Ekim Devrimi hem işçi sınıfının uluslararası mücadelesine, hem de ezilen halkların emperyalizme karşı mücadelesine büyük katkılarda bulundu. Başarılı olamasalar da, Almanya’da, Macaristan’da ayaklanmalar gündeme gelirken, Avrupa’da işçi hareketi ve komünist partiler genel olarak gelişip güçlendi. Ezilen halkların ulusal kurtuluş mücadelesi özellikle Doğu’da ilerledi. Ezilen halklar Sovyet proleterlerinin şahsında güvenilir bir müttefik bulmuştu. Bu süreç, işçi hareketinin ezilen halkların hareketi ile birleştiği, halk hareketlerinin merkezine işçi hareketlerinin oturduğu, işçi sınıfının örgütlenme ve bilinç düzeyine göre bu hareketleri yönlendirdiği veya emekçiler olarak katılarak ana gövdesini oluşturduğu bir dönemin de önünü açtı. Emperyalizmin bağımlılık ilişkilerini çok yönlü bir mekanizma ile geliştirdiği –ekonomik, politik, askeri, kültürel vb.– bir dönemde halk hareketlerinin emperyalizme ve onun işbirlikçisi hükümetlere karşı daha geniş taleplerle hareket etmesi kaçınılmazdı. Bu durum, özellikle 2. Dünya Savaşı ve faşizmin yenilgiye uğratılmasından sonra daha da görülür duruma geldi.

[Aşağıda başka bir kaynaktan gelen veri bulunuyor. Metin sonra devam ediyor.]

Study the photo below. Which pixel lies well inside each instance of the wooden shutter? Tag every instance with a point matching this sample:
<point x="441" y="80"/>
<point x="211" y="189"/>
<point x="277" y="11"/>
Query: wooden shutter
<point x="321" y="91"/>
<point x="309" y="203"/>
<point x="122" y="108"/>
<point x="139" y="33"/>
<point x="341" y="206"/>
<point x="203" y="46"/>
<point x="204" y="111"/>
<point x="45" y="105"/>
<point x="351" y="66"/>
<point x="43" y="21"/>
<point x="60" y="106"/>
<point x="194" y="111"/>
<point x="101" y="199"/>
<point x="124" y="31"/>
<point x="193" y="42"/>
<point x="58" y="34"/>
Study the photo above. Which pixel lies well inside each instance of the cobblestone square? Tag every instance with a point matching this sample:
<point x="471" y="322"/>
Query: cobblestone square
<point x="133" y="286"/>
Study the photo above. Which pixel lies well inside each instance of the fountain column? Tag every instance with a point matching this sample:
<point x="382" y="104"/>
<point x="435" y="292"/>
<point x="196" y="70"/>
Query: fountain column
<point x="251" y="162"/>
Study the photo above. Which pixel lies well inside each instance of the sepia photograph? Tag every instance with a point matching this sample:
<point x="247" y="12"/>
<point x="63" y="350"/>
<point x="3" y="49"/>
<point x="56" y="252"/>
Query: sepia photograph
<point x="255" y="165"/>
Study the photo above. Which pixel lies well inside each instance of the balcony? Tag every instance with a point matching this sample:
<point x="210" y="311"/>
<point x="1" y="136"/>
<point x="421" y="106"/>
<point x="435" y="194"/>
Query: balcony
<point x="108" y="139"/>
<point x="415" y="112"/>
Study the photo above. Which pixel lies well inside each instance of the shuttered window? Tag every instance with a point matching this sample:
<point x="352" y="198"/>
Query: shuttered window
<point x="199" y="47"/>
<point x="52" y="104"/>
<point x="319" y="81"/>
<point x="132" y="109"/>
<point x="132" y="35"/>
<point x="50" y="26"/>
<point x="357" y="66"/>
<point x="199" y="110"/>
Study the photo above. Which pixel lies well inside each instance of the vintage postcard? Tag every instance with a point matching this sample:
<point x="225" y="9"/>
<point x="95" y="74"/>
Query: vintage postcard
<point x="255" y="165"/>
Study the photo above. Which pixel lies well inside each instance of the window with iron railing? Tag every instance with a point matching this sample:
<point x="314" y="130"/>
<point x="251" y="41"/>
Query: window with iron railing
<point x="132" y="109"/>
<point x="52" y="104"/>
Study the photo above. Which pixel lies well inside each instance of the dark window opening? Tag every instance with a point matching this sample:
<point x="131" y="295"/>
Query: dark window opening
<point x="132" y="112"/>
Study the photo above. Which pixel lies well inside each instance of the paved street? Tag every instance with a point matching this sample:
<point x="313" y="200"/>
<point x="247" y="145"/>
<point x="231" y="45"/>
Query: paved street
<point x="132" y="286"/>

Demokratik ve ulusal karakterli Çin Devrimi, Vietnam Kurtuluş mücadelesi ve burada tek tek saymayı gerektirmeyen diğer mücadeleler, kapitalist egemenliğe ve emperyalist boyunduruğa karşı ezilen halkların işçi sınıfının ve diğer emekçi tabakalarının kitleler halinde mücadeleye atılmasına yol açtı. Alman faşizmine ve onunla müttefik olan devletlere karşı İkinci Dünya Savaşı’nın kazanılmasında egemen bir rol oynayan Sovyetler Birliği’ne karşı emperyalist dünyanın bütün güçlerini kendi etrafında birleştiren ve merkezileştiren ABD emperyalizmi, dünya emekçilerinin ve uluslararası işçi sınıfının karşısına dünya gericiliğinin yeni temsilcisi olarak çıktı. Amacımız elbette bütün bu süreci ayrıntılarıyla işlemek değil. Yapmaya çalıştığımız sadece tarihsel gelişmeyi ve işçi ve halk hareketlerini birbirine bağlayan halkalara ve bunlar arasında var olan ilişkinin temellerine kısaca işaret etmek, bu arada gericiliğin attığı adımlara dikkat çekmek, bu süreci bugüne bağlayan ilişkinin niteliğini ortaya koymaya çalışmaktır.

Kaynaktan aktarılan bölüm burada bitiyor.